Repartiendo las barajas del destino
Y resintiendo el designio que las marca.
¡Oh, labrador, que con la sangre trabaja!
Destruidor de coranas y mortajas.
¿Quién consolará tu alma?
Deténganse en este poema y verán como ese ejercicio y ese momento de su vida, lo atraviesa con esta palabra justa, lo que pone en evidencia esa etapa que le tocó enfrentar y que, en cierto modo, como vemos ahora, salió indemne.
Este poema, por su estructura, se acerca al soneto. pero realmente la estructura versal se impone. Y este libro, Ánforas, pone en evidencia que Francisco Ortega persistió de esa vocación primaria y que regresa de una manera u otra, porque tiene la conciencia muy clara, muy precisa de lo que es la poesía, el poema, la literatura y cómo enfrentarse con la palabra, que es el instrumento y la sustancia de toda creación poética.
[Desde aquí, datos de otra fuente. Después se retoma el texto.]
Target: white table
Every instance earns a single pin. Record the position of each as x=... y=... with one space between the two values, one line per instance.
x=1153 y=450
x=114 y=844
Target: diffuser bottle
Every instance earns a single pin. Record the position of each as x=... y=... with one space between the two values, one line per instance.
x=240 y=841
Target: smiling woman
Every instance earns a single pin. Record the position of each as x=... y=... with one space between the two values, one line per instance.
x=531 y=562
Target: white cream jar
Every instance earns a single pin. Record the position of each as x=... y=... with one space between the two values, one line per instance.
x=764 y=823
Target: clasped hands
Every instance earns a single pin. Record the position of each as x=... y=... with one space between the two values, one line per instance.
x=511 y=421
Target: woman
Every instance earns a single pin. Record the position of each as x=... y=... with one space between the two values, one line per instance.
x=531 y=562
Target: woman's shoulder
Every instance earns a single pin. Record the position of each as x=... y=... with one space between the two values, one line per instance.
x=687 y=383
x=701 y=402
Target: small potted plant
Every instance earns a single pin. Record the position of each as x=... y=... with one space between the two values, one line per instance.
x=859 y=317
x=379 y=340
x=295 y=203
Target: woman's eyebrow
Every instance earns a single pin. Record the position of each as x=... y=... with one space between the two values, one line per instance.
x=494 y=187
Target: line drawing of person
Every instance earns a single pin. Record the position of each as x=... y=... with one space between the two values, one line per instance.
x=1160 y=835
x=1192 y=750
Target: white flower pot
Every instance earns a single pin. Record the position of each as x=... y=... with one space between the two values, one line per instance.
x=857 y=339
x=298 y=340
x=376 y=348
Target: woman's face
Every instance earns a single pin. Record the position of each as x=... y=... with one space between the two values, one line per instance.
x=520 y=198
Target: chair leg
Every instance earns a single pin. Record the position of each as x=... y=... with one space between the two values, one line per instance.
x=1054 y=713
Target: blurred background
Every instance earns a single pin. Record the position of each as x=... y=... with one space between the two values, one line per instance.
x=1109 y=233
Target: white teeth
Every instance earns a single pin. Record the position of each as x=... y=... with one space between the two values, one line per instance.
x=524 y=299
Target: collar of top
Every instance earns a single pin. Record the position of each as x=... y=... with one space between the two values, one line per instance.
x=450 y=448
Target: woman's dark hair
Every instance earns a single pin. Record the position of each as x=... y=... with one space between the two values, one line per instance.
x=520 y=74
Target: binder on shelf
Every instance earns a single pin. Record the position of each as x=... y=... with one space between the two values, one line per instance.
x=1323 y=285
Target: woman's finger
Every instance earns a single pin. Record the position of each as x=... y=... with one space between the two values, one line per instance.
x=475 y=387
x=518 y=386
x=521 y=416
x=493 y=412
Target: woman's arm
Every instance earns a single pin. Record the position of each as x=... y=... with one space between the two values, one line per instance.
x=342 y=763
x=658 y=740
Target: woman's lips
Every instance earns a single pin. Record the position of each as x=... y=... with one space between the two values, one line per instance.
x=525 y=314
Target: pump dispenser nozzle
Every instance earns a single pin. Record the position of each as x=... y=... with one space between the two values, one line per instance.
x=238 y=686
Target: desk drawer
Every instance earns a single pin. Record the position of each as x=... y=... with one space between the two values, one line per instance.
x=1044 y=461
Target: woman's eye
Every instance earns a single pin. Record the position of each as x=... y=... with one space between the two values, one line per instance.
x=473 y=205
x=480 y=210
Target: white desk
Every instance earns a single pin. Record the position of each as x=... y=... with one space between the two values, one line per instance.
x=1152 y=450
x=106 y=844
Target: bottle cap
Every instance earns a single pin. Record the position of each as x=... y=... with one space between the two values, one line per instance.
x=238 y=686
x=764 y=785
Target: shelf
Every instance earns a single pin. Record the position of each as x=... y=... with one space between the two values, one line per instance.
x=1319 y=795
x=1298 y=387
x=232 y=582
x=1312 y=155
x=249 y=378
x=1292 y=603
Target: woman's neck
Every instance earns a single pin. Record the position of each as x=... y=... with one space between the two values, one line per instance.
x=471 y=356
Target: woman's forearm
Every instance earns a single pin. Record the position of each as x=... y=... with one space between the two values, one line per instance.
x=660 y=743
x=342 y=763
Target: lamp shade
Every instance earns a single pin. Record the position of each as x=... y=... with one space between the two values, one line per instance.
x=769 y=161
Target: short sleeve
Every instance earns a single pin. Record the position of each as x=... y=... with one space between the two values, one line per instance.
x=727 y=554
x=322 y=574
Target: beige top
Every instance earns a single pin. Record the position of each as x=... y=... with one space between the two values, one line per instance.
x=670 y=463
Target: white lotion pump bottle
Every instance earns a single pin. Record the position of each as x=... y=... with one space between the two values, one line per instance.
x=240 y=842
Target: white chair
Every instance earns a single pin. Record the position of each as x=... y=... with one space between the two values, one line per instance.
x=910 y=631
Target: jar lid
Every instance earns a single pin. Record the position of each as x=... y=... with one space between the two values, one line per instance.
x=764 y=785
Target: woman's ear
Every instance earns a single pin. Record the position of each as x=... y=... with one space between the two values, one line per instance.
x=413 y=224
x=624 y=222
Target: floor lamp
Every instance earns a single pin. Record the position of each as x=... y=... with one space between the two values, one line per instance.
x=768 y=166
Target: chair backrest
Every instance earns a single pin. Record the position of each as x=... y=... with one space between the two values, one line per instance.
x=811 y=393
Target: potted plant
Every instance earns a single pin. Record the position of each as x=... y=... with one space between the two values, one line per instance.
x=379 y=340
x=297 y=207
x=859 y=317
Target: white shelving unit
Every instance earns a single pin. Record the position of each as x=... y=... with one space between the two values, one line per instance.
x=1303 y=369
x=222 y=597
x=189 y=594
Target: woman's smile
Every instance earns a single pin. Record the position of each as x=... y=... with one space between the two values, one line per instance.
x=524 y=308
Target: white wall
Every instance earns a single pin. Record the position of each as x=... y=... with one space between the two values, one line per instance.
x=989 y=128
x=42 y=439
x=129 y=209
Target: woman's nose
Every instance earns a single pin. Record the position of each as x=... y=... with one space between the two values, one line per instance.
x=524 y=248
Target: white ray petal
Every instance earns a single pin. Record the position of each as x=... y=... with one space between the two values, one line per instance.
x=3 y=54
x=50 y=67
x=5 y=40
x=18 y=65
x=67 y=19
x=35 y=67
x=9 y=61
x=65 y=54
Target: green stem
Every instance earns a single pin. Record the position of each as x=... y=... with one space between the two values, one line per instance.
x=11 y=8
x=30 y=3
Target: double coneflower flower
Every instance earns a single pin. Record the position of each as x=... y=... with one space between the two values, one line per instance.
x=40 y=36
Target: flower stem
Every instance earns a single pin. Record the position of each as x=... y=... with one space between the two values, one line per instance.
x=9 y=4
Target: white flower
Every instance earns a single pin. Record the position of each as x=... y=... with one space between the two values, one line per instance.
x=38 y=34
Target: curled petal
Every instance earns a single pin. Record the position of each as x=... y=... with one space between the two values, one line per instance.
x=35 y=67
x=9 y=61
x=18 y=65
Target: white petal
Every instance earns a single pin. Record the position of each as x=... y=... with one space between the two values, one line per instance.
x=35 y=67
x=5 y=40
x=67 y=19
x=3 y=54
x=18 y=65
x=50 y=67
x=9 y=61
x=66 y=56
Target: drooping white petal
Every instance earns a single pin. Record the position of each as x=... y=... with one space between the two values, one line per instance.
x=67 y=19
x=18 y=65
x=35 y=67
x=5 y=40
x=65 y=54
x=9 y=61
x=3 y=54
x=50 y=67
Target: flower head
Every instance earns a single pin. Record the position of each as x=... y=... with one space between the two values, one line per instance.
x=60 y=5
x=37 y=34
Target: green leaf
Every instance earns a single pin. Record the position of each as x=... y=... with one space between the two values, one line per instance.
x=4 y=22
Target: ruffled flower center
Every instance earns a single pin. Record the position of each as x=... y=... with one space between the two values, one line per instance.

Este poema y este libro ratifican a un hombre que tiene a la literatura como razón de vida que no cede de trabajar con ellas en sus diferentes etapas y modalidades.
Cuando se tiene mucho tiempo sin ejercer la escritura, lejos del bregar con la palabra, distanciado de esa práctica necesaria, lo recomendable es acudir a un ejercicio amplio del quehacer del soneto porque esa estructura primigenia sirve de lección, de adiestramiento procurando flexibilidades al momento de tensar el verso, pues a los versos hay que ponerles la poesía, el elemento sustancial que hace el milagro de la nueva realidad; porque la poesía es asombro, sorpresa, belleza. Y el poema es cuando posee esas substancias y solo así, queda en memoria.
Celebremos, pues, la persistencia, la conciencia, la claridad de un ser humano que ha sembrado en la vida y que, sin duda alguna, la palabra, la luminosa palabra, la palabra donde radica el misterio de la vida misma y relaciones humanas que prevalecen muy adentro, en su conciencia, en su alma, en él entero, adquiere su significado y su razón. Es decir, que los que queremos y los que amamos la literatura, debemos llegar a la conclusión de que es un rescate, una sumatoria, una ganancia que Francisco Ortega Polanco, con esa claridad, con esa serenidad y esa concepción y esos juicios claros precisos que tiene del acto poético regrese a este ámbito de la creación humana.